History comes alive with Dr. Graves
by Caroline Basile, sports editor
For Dr. Laura
Graves, the days do anything but slow down.
With teaching
and being an academic advisor, she continues to help
students in many different ways.
“I teach
American history and American Indian courses,” said Dr.
Graves, professor of American History at SPC. “That’s my
field [American Indian studies] and what I studied in
graduate school, and I get to teach a course geared
specifically toward what I studied. It’s a really neat
course, and we do a lot of different things, like looking at
an event from different perspectives.”
Dr. Graves has
been at SPC since 1993. She received her bachelor’s and
master’s degrees from Texas Tech University in anthropology
and museum science.
“I was a museum
curator for years until I went back to get my PhD in
American Indian history and political science,” Dr. Graves
said. “I left the museum world and became a college
professor. I was at a number of museums. The largest was the
University of Northern Arizona at Flagstaff, and that is
where I chose to attend graduate school.”
Dr. Graves
looks to improve on her classes by participating in Title V,
a government grant with the purpose of helping faculty
reorganize and develop their courses and bring in different
teaching methods and tools.
“This summer
project will let me reorganize both of my history courses
with new lectures and new approaches,” Graves said. “I am
extremely excited about that, because it will give me a
chance to talk about things that I don’t normally talk about
and give me some new approaches. It’s just starting fresh
and doing something new.”
Dr. Graves also
will begin recording her lectures, starting with her fall
2007 classes, and providing them to students through
Podcasts on SPC’s website.
“By making my
lectures available online,” Dr. Graves added, “if a student
misses class, they will be able to log on and get what they
missed. Then, for my online classes, they will also be able
to hear the lectures, and I think those will improve those
classes. I’m hoping that the Podcast lectures will improve
learning with Internet classes and make them more
appealing.”
In addition to
teaching history at SPC, Dr. Graves is also the official
scorekeeper for the Texan and Lady Texans basketball teams.
“I keep the
official game book for the men’s and women’s basketball
games,” Dr. Graves explains. “I enjoy that a lot. I never
played sports in school and wasn’t very athletic. I like the
observation part of it. Being the official scorekeeper lets
me learn a lot about basketball, and I have learned an awful
lot about players, coaches, and group dynamics. It’s a very
interesting process to watch, not just the game, but the
strategy around the game.”
Dr. Graves
added that while she was in school, there were not that many
opportunities for women in athletics.
“When I went to
school, it was before there was any kind of equity in
women’s sports,” she said. “Women’s sports had absolutely no
support. There wasn’t a lot of encouragement for girls to
play sports either.”
Dr. Graves also
is a very active academic advisor, taking on undecided
majors and assisting them with everything they need.
“My advice to
them is: Don’t rush into a major!” Graves said. “There is no
reason to rush into it. You still have to have the same
requirements, and you’ve got plenty of time to figure out
what you want to do. Eventually, there will be that moment
when you realize ‘This is it. This is what I want to do.’”
Before she
began her career as a college professor, Dr. Graves spent
several years as a museum curator.
“I always
thought I would end up teaching,” she said. “I loved the
museum work. I really enjoyed it, and it was an amazing
career. But I always knew that while I was doing that, I
would go back and get my PhD and teach. I was supposed to be
here for two years and then was supposed to go somewhere
else. But I’ve been here almost 14 years now.”
Dr. Graves said
she appreciates the small, tight-knit community and enjoys
living in the West Texas area.
“I like the
people that I work with,” Graves added. “I am given an
incredible amount of support and freedom to do what I do.

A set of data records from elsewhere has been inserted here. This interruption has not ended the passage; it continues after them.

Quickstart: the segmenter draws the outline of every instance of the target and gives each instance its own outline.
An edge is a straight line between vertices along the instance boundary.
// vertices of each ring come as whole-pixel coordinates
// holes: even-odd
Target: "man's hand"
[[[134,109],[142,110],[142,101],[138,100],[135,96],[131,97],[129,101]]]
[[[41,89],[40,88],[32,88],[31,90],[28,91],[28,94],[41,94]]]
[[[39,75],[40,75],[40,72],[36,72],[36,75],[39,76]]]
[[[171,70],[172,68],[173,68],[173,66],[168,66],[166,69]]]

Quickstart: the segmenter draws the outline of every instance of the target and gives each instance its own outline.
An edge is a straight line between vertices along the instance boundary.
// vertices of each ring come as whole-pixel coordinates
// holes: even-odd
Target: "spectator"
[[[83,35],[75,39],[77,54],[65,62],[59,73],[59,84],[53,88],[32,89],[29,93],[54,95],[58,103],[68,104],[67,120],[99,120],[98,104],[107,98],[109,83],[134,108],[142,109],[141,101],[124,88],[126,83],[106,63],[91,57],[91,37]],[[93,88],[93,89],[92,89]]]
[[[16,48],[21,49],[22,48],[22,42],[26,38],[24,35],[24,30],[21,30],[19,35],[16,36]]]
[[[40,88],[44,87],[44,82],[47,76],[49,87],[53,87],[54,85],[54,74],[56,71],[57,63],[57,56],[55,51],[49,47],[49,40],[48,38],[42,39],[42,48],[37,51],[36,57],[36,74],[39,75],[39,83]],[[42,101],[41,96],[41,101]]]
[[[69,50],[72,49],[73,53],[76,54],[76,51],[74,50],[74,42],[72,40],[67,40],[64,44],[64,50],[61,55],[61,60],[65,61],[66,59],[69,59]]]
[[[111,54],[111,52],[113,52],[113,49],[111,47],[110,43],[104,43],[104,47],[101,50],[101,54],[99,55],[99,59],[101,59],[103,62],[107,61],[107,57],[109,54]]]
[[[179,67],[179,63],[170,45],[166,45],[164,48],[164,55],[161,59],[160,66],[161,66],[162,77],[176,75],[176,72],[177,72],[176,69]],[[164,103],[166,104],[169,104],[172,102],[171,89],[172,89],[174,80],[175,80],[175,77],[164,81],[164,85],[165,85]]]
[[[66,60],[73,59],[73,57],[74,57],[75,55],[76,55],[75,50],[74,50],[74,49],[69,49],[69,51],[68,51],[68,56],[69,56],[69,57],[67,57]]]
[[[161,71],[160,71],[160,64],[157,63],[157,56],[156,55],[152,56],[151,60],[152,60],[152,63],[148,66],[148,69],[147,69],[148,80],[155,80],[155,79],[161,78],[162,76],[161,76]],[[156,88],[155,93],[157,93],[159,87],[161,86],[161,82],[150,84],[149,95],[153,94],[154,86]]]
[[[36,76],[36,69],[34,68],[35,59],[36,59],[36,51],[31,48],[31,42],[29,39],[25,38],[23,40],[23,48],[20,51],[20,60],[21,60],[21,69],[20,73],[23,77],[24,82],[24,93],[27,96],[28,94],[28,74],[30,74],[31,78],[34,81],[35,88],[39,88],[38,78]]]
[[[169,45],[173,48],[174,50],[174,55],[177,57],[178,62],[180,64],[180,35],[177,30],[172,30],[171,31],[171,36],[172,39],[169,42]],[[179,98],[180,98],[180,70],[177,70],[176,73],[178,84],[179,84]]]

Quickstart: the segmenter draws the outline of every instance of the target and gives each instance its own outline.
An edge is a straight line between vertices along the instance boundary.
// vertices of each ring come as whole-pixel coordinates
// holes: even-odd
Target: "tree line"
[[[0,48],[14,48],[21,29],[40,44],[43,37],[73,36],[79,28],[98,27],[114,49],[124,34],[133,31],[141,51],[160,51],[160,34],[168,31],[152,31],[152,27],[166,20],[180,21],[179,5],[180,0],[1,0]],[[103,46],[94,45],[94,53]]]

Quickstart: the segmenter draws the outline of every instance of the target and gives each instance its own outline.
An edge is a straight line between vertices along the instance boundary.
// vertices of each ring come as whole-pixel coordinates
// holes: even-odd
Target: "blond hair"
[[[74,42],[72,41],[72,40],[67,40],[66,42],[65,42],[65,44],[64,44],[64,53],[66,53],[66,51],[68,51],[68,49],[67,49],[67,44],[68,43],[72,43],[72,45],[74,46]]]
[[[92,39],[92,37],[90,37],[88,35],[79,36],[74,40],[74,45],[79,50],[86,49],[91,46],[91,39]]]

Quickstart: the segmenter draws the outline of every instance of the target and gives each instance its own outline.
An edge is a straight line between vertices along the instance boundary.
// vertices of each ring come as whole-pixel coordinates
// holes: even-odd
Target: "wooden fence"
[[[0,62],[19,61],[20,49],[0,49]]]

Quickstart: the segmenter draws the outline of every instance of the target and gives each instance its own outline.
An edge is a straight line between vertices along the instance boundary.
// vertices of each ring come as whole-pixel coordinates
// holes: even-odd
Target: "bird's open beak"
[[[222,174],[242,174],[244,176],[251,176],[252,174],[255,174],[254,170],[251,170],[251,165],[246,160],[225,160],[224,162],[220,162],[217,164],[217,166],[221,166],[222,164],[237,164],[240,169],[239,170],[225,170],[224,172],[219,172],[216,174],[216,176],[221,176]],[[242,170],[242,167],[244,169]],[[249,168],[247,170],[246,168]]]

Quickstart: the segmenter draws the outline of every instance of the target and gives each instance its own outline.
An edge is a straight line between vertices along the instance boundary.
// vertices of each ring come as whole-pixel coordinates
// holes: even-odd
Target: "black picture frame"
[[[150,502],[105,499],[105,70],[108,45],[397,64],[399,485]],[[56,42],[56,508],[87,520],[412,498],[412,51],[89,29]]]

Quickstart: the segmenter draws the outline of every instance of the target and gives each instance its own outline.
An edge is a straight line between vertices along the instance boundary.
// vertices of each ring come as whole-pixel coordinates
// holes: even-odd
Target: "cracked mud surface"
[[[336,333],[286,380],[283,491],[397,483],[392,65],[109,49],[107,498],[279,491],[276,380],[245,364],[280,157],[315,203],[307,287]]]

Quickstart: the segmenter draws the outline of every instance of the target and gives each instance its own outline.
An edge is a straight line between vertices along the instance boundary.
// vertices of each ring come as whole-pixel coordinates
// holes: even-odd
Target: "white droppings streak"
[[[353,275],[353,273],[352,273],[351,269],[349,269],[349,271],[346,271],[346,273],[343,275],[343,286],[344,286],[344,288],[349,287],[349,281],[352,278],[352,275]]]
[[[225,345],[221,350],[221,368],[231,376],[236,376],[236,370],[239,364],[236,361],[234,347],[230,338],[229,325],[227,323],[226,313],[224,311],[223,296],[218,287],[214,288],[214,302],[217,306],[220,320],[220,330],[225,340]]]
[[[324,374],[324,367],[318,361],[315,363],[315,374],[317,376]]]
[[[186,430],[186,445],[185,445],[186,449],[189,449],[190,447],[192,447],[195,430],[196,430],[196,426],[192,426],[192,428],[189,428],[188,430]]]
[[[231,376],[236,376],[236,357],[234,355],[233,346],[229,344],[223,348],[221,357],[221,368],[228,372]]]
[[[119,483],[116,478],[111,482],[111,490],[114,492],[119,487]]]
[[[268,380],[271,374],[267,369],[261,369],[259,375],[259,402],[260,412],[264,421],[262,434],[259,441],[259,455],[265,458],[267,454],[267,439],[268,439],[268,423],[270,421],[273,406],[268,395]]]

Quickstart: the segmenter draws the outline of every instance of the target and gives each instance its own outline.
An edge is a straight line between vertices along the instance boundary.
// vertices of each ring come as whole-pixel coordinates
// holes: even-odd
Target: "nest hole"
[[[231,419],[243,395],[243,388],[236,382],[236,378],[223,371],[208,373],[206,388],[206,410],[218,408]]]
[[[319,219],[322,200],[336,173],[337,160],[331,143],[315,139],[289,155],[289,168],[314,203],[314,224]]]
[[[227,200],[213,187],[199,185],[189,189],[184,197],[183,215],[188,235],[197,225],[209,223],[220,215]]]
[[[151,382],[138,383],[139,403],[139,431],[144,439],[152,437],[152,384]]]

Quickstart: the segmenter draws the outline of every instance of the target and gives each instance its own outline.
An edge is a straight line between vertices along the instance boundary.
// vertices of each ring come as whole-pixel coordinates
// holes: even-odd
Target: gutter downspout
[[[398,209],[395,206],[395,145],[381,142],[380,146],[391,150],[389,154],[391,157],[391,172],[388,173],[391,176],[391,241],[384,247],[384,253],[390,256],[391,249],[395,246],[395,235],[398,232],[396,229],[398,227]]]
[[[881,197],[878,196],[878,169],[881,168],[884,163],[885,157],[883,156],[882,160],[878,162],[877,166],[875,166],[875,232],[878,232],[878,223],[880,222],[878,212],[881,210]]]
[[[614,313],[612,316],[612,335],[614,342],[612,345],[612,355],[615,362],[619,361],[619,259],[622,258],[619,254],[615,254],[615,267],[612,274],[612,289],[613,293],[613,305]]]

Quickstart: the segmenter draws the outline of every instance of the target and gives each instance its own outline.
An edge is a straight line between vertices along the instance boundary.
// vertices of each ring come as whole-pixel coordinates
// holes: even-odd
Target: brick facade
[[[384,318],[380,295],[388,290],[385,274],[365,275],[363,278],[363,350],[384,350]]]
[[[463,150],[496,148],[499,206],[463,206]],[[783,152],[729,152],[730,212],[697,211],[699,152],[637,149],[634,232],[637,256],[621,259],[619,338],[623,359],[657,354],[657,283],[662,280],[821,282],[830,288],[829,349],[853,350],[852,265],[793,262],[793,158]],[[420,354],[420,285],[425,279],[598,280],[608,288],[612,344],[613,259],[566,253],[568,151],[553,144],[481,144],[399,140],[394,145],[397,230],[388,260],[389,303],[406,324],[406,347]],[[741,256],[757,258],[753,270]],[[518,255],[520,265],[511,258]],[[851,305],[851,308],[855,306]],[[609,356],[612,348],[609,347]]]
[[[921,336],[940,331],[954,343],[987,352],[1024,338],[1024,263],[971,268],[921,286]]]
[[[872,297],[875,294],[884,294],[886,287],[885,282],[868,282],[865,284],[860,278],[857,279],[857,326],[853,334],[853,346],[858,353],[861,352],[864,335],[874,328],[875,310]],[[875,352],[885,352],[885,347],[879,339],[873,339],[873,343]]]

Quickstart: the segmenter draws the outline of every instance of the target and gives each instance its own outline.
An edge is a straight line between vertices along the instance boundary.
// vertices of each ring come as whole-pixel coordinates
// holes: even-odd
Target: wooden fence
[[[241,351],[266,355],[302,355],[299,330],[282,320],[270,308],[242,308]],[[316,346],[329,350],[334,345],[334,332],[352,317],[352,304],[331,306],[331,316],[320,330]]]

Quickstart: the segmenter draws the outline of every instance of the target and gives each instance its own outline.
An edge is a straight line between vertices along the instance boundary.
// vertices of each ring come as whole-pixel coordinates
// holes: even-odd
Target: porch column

Levelland isn’t the prettiest place in the world, but it is
a nice place to live. I’ve lived in cities with millions of
people in them, but I like the small-town atmosphere.”
Besides the
small-town attitude of the West Texas area, Dr. Graves also
enjoys the small class sizes at SPC, where she can work more
closely with her students.
“I love
teaching history, and I love being here at SPC,” Graves
said. “I like the small classes. I have taught classes with
400 students in them, and I can do those, but they are not
nearly as rewarding as a class with two dozen students. I
think that I am a better teacher if I have a handful of
students and I can work with closer with them than 400,
where you don’t know their names.
“If the
financial bottom line is the thing that makes decisions,”
Graves added, “then you will have an education that is based
on an economic approach. Ours at SPC is based on what is
good for the students. So where we may have a class with
four students, those four students are going to get an
incredible opportunity to learn compared to a class of 400.”